For anyone following the OpenAI train, the spotlight shifted to the CTO of the AI startup OpenAI, Mira Murati. Murati’s name seems to have popped out of obscurity with several Indian media outlets running headlines claiming her origin as Indian. Murati, however, is of Albanian descent. Born to high school teachers from Vlore, Murati herself was born and raised in San Francisco.
About Mira Murati
Name | Mira Murati |
Born | 16th December 1988 |
Place | Vlore, Albania |
Education | Dartmouth College |
Organization | OpenAI |
Designation | Chief Technology Officer |
Education and Career of Mira Murati
The 35-year old went to Dartmouth College to finish her B.E. in Mechanical Engineering after which she interned as a summer analyst at Goldman Sachs. Murati then went on to work as an advanced concepts engineer with French aerospace company ‘Zodiac Aerospace’, following which she was appointed as a senior product manager at Tesla for their ‘Model X’ vehicle. Murati’s experience in both business and engineering had clearly come in handy.
Post this, Murati had a two-year stint as the VP of Product and Engineering at Leap Motion, a software and hardware company that manufactures controllers which enabled users to manipulate digital objects with their hand motions when connected with a PC or a Mac. During the beginning of Murati’s tenure at Leap Motion, the company had launched new software designed for hand tracking in VR.
In 2018, Murati joined OpenAI as the VP of Applied AI and Partnerships. By this time, OpenAI was already ramping up research work and drawing up bigger bills than they could eventually handle. In 2019, OpenAI shapeshifted from a non-profit organisation to a profit-making entity albeit with a cap.
Murati then moved up the ladder to become a senior vice president of Product and Partnerships in the company before becoming the Chief Technology Officer ten months ago.

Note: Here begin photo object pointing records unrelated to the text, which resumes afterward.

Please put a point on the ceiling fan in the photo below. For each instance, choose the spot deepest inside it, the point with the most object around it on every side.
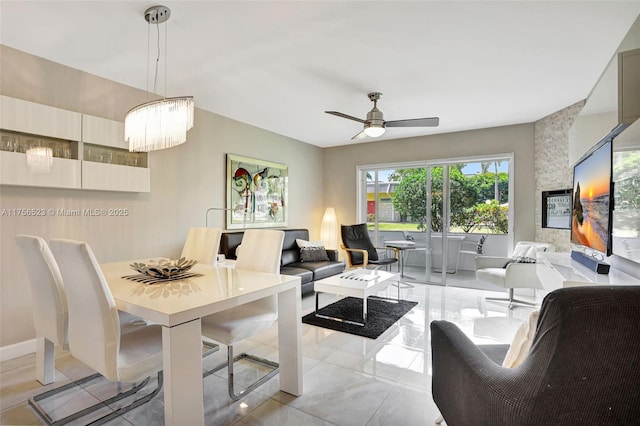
(375, 125)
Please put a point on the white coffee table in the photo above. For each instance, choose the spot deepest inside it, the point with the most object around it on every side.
(354, 288)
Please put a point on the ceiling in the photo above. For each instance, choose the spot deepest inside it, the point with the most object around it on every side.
(279, 65)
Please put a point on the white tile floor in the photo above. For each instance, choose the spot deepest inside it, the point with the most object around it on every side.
(348, 380)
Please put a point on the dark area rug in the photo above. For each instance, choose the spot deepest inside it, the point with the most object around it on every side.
(382, 314)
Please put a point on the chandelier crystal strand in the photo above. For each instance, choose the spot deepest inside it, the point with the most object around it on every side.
(161, 123)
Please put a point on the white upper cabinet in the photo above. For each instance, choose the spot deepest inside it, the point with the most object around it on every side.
(100, 131)
(29, 117)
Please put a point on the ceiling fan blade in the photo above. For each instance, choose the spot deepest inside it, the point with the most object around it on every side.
(416, 122)
(360, 135)
(339, 114)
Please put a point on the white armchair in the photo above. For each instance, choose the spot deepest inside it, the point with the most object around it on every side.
(512, 272)
(202, 245)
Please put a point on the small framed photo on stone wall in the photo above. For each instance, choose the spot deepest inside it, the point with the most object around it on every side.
(556, 209)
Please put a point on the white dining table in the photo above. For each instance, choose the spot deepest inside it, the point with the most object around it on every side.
(178, 307)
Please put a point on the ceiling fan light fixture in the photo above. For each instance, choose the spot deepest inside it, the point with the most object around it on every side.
(374, 130)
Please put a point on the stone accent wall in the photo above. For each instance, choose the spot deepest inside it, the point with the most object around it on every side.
(552, 168)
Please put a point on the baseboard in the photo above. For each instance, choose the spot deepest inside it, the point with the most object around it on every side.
(17, 350)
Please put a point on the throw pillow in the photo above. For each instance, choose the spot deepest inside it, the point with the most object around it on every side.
(480, 247)
(305, 243)
(522, 341)
(313, 254)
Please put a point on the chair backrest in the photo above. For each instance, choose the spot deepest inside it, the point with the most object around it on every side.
(357, 236)
(531, 248)
(47, 291)
(94, 326)
(261, 250)
(202, 245)
(585, 357)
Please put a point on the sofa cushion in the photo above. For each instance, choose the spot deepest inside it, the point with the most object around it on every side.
(290, 249)
(321, 269)
(522, 341)
(305, 275)
(289, 257)
(304, 243)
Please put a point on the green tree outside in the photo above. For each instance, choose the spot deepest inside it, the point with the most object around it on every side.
(473, 206)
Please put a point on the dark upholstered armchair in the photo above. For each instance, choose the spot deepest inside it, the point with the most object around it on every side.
(360, 249)
(583, 367)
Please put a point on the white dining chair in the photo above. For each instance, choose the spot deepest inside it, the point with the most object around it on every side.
(50, 317)
(261, 252)
(202, 245)
(94, 331)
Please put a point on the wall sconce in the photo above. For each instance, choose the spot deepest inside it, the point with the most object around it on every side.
(329, 229)
(39, 159)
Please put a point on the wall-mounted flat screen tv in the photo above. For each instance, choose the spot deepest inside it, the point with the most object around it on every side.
(592, 204)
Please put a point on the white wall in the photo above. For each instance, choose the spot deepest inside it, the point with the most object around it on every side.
(185, 181)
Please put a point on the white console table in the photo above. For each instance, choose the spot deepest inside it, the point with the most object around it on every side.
(556, 270)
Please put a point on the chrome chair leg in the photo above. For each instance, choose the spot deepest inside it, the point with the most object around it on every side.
(34, 402)
(511, 300)
(231, 359)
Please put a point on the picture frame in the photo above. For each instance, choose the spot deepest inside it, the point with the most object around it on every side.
(556, 209)
(257, 193)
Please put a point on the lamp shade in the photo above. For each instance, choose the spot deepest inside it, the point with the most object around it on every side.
(329, 229)
(159, 124)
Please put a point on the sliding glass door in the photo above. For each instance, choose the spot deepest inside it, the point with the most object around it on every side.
(442, 207)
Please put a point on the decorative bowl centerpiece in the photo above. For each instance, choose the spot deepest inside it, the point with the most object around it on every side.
(164, 268)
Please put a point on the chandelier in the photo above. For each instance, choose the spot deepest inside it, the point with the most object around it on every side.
(162, 123)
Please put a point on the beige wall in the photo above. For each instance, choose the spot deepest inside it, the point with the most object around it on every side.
(185, 181)
(340, 166)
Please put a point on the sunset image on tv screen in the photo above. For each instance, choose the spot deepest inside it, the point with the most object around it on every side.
(590, 215)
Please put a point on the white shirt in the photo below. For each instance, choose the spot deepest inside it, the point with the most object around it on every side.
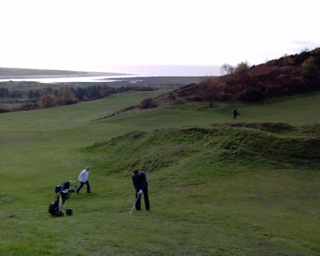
(83, 176)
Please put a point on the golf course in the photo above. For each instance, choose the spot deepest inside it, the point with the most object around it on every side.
(217, 185)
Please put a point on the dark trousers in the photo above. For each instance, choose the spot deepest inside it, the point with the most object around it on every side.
(146, 199)
(81, 185)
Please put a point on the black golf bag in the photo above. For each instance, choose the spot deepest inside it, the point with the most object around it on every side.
(63, 192)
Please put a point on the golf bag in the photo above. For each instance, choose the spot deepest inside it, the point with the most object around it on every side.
(63, 192)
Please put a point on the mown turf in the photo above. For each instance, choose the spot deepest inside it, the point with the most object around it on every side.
(218, 186)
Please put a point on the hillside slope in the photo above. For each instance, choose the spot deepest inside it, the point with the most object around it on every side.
(272, 144)
(289, 75)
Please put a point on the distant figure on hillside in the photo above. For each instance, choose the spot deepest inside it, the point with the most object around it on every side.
(140, 183)
(235, 113)
(84, 179)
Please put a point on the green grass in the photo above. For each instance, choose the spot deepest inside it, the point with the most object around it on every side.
(218, 186)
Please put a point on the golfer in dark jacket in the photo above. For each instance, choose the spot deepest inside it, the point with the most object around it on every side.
(140, 184)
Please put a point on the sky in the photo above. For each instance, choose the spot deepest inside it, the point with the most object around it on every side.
(88, 35)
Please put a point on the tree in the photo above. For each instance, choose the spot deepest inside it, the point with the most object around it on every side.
(242, 67)
(227, 69)
(48, 100)
(66, 96)
(209, 91)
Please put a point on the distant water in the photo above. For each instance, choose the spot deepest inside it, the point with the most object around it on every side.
(133, 71)
(164, 70)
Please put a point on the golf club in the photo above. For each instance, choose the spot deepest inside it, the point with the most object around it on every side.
(134, 204)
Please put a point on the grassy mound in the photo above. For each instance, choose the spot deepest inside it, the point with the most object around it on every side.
(239, 143)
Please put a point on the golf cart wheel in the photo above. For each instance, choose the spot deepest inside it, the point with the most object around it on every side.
(60, 214)
(69, 211)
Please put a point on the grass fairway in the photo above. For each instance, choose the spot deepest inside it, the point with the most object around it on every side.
(218, 186)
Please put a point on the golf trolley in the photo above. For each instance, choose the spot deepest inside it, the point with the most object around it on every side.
(63, 192)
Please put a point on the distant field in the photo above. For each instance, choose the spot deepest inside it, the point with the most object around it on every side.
(218, 186)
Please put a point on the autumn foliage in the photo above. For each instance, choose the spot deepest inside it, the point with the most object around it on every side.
(289, 75)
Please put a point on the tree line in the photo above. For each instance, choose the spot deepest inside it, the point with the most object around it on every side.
(62, 95)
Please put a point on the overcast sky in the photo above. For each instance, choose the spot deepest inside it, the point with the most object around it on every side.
(89, 34)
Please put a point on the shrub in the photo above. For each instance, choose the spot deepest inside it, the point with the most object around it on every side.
(251, 95)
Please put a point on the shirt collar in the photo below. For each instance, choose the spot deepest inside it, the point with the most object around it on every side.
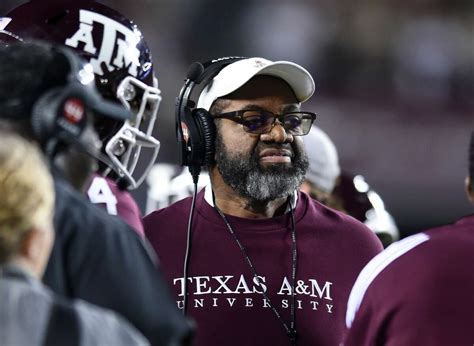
(208, 198)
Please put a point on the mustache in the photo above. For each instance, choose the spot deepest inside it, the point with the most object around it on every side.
(260, 147)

Since Murati’s appointment as CTO, OpenAI has released some of its buzziest AI playthings like DALL.E and ChatGPT that have found their way to the public.

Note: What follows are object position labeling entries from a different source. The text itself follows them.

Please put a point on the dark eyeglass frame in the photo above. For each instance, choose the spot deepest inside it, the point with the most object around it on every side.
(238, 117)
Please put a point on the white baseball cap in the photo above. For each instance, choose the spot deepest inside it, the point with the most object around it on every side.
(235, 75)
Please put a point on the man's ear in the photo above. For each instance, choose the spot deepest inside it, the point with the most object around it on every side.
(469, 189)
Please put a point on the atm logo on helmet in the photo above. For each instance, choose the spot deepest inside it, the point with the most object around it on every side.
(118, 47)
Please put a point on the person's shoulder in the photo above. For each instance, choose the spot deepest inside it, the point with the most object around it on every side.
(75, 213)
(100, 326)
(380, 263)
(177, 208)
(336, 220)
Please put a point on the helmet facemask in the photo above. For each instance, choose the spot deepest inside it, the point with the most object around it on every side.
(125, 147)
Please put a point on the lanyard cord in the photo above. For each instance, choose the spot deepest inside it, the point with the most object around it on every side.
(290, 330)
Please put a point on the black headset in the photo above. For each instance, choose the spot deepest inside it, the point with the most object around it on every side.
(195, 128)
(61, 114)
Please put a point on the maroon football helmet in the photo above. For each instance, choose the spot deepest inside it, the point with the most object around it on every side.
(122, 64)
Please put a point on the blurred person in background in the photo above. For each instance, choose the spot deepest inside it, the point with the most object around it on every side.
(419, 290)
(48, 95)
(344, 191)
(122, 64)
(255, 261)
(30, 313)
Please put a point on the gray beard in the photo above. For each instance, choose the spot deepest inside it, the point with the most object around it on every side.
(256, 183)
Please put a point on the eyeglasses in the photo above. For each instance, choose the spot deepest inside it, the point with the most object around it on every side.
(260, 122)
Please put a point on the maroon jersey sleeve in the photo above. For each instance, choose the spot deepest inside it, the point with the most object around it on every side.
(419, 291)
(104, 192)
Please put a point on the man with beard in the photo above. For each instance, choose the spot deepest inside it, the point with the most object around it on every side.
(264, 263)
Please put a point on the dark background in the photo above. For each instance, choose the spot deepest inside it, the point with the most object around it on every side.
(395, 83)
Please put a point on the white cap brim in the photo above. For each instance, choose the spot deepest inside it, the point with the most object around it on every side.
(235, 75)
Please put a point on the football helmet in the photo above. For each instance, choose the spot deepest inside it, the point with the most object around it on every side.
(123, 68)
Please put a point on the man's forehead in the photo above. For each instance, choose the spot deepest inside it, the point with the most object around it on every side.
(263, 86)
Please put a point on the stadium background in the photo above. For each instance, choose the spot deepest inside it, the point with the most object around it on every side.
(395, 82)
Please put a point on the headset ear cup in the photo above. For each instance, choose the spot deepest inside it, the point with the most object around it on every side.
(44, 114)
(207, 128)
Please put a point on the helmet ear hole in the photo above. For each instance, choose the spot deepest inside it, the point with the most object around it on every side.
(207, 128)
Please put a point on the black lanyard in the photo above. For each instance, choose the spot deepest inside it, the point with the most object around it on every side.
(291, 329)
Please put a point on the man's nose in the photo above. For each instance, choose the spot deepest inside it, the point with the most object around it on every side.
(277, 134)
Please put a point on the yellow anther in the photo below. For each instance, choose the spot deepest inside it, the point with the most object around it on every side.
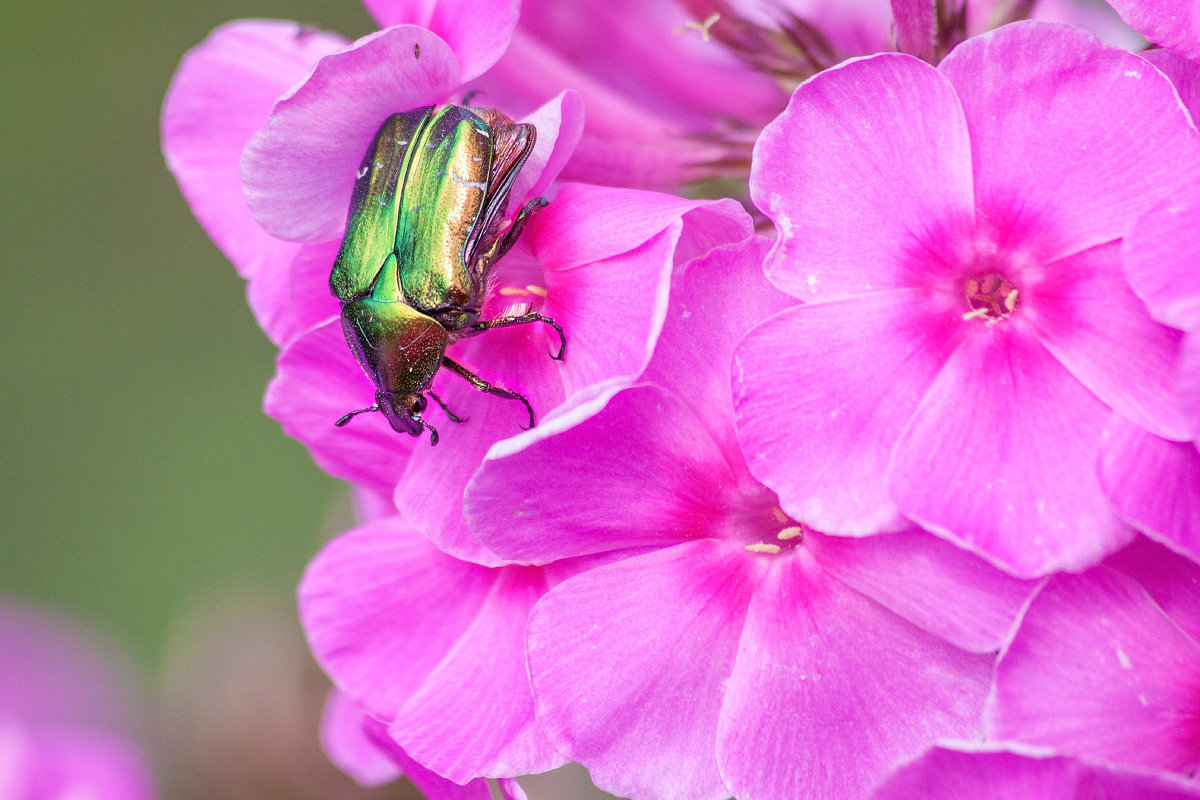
(700, 26)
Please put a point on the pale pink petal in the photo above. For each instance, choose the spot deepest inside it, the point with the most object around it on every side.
(559, 124)
(431, 645)
(970, 771)
(1097, 669)
(589, 223)
(822, 392)
(347, 744)
(1001, 458)
(299, 169)
(1161, 256)
(1086, 316)
(931, 583)
(635, 696)
(1185, 73)
(607, 284)
(477, 30)
(880, 142)
(829, 689)
(473, 716)
(1153, 483)
(316, 382)
(291, 295)
(649, 471)
(645, 50)
(429, 783)
(1167, 23)
(221, 95)
(1096, 139)
(714, 302)
(1170, 579)
(622, 144)
(1189, 377)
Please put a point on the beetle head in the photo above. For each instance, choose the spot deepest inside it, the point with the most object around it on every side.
(402, 411)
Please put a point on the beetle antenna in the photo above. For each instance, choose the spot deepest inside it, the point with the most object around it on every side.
(454, 417)
(346, 419)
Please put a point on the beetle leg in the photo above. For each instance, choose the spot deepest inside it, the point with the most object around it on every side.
(532, 317)
(433, 433)
(484, 386)
(450, 414)
(349, 416)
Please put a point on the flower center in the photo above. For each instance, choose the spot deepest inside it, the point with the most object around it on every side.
(790, 534)
(990, 298)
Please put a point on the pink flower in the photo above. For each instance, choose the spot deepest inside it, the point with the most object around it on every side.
(958, 230)
(66, 717)
(360, 746)
(720, 648)
(1103, 665)
(1174, 24)
(966, 771)
(431, 647)
(1155, 482)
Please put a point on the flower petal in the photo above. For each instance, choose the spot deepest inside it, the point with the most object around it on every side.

There’s little to no information about Murati’s personal life aside from the fact that she is a fan of the sci-fi classic ‘2001: A Space Odyssey,’ poet Rainer Maria Rilke and the rock band, Radiohead.

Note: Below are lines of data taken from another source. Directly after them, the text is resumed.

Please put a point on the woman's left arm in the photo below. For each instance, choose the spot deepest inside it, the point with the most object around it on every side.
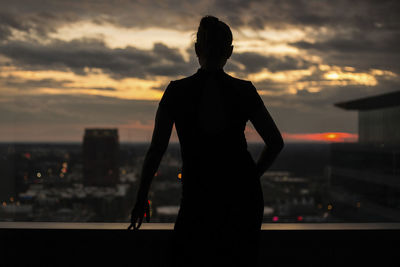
(159, 143)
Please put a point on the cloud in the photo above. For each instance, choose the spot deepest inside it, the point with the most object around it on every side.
(255, 62)
(79, 54)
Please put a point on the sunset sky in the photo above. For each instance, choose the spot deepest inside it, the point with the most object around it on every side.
(69, 65)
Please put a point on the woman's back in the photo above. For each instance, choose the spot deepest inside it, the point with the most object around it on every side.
(221, 209)
(210, 111)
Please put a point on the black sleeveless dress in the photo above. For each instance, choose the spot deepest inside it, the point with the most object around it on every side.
(221, 208)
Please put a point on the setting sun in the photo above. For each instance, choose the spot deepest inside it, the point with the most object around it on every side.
(322, 137)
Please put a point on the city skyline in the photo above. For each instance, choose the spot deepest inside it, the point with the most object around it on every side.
(68, 66)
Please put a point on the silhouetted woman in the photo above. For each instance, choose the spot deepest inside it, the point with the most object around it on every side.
(221, 207)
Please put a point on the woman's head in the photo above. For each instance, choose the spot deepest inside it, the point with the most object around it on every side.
(214, 43)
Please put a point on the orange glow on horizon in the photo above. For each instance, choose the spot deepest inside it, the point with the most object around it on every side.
(322, 137)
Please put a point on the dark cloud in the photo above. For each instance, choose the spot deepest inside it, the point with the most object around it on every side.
(72, 109)
(363, 51)
(255, 62)
(78, 54)
(29, 84)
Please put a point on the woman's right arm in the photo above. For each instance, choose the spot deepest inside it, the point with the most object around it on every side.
(266, 128)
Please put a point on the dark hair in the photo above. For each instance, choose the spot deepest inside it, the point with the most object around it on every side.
(213, 37)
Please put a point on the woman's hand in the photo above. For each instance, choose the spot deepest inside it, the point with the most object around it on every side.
(141, 209)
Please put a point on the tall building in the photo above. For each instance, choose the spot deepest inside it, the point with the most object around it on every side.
(365, 176)
(100, 157)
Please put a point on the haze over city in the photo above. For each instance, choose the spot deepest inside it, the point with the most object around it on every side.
(69, 65)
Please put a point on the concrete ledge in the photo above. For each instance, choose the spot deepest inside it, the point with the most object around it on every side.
(170, 226)
(89, 244)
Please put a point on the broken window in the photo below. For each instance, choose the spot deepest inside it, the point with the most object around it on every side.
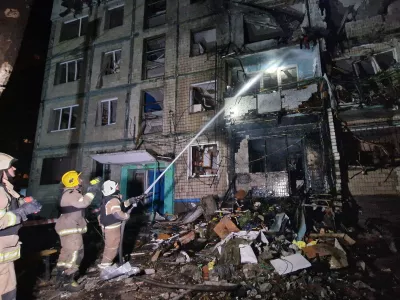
(54, 168)
(114, 17)
(153, 104)
(112, 62)
(365, 68)
(203, 41)
(257, 156)
(385, 60)
(154, 64)
(204, 160)
(260, 27)
(155, 13)
(107, 112)
(74, 28)
(288, 77)
(64, 118)
(269, 80)
(202, 96)
(69, 71)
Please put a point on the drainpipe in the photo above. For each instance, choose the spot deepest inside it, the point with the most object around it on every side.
(39, 125)
(308, 13)
(129, 91)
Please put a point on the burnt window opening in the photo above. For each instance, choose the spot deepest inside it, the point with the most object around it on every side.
(64, 118)
(74, 28)
(269, 80)
(260, 28)
(203, 42)
(101, 170)
(155, 13)
(107, 112)
(288, 77)
(112, 62)
(365, 68)
(204, 160)
(154, 57)
(68, 71)
(202, 96)
(54, 168)
(257, 156)
(276, 155)
(114, 17)
(153, 106)
(385, 60)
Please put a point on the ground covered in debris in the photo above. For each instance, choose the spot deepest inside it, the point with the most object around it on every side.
(251, 249)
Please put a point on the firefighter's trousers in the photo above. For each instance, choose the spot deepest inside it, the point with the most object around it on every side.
(112, 239)
(8, 281)
(71, 253)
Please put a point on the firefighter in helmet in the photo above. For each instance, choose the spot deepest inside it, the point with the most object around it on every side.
(111, 217)
(13, 210)
(71, 225)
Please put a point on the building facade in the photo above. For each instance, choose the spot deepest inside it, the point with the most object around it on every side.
(129, 83)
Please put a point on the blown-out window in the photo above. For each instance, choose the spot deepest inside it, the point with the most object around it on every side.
(64, 118)
(154, 57)
(204, 160)
(74, 28)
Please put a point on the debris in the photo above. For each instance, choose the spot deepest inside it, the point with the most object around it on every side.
(224, 227)
(115, 271)
(290, 264)
(149, 271)
(187, 238)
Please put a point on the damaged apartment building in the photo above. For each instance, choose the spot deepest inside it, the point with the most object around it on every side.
(363, 70)
(129, 83)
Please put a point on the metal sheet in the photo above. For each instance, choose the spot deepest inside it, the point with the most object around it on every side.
(123, 158)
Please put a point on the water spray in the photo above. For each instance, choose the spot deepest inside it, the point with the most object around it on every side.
(240, 92)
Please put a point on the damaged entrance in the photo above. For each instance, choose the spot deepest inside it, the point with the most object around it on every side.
(139, 169)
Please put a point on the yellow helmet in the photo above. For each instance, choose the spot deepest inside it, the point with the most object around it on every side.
(70, 179)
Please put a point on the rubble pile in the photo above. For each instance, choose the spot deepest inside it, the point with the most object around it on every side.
(257, 248)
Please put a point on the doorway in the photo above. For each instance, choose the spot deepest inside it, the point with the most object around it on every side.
(135, 179)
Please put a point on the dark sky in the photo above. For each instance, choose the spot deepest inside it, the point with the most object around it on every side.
(21, 98)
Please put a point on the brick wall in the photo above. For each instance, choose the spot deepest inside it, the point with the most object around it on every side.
(377, 182)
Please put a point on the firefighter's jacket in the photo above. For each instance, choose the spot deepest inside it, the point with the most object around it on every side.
(72, 207)
(111, 214)
(9, 226)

Mira Murati as the CTO of OpenAI
While most of her work has been behind closed doors, with the growing hype around generative AI tools and OpenAI’s entry into the cultural zeitgeist, Murati has started to appear more in the public eye recently. She appeared on ‘The Daily Show’ with Trevor Noah to discuss the implications of these powerful AI tools four months back.
In 2021, the team hired Jan Leike, an ML researcher, who now leads their alignment team signalling an increased focus on reinforcement learning from human feedback (RLHF) training.
Murati has been working closely with Leike, as is evident on Twitter, and has also discussed the importance of incorporating feedback during training AI models. In a discussion eight months back with CogX, she explained, “We want these models to follow our explicit instructions but we also want them to follow our implicit instructions, so we don’t want them to produce any stereotypes or generate harmful responses. We want them mainly to align with what we mean or want, which can be quite fuzzy. In order to get there, we need human feedback in the loop for the model to make the intent crisper.”
Mira Murati Prospect on AI Tools
In the same panel discussion while hailing AI’s overall impact, she had frankly admitted that she did not know if AI tools would eventually end up replacing human job roles. “We’re not sure if AGI will replace us completely or augment what we’re doing. It’s unclear what will happen with jobs, what governance or economic systems will look like. But I think it can have a very positive impact overall in the sense that it can solve very difficult real-world problems like climate change or in the medical treatment of diseases.”
In the interview on ‘The Daily Show’, Murati however took a more noncommittal approach that CEO and founder Sam Altman has seemingly taken when it came to heavy ethics-related concerns around their tools. Murati called OpenAI’s applications ‘human helpers’ and said that they would become just as ‘how society shaped them’.
OpenAI has always had a frank approach to admitting what their tools can or can’t do, which Murati has clearly adopted as well. However, she has also accepted that some of these questions, like the exact implications of AGI on humans, may be too big for even too open-ended to answer now.
In an interview with Time magazine, Murati called for regulation in AI saying that it wasn’t ‘too early’ for policymakers to get involved in AI. “It’s important for OpenAI and companies like ours to bring this into the public consciousness in a way that’s controlled and responsible. But we’re a small group of people and we need a ton more input in this system and a lot more input that goes beyond the technologies—definitely regulators and governments and everyone else,” she explained.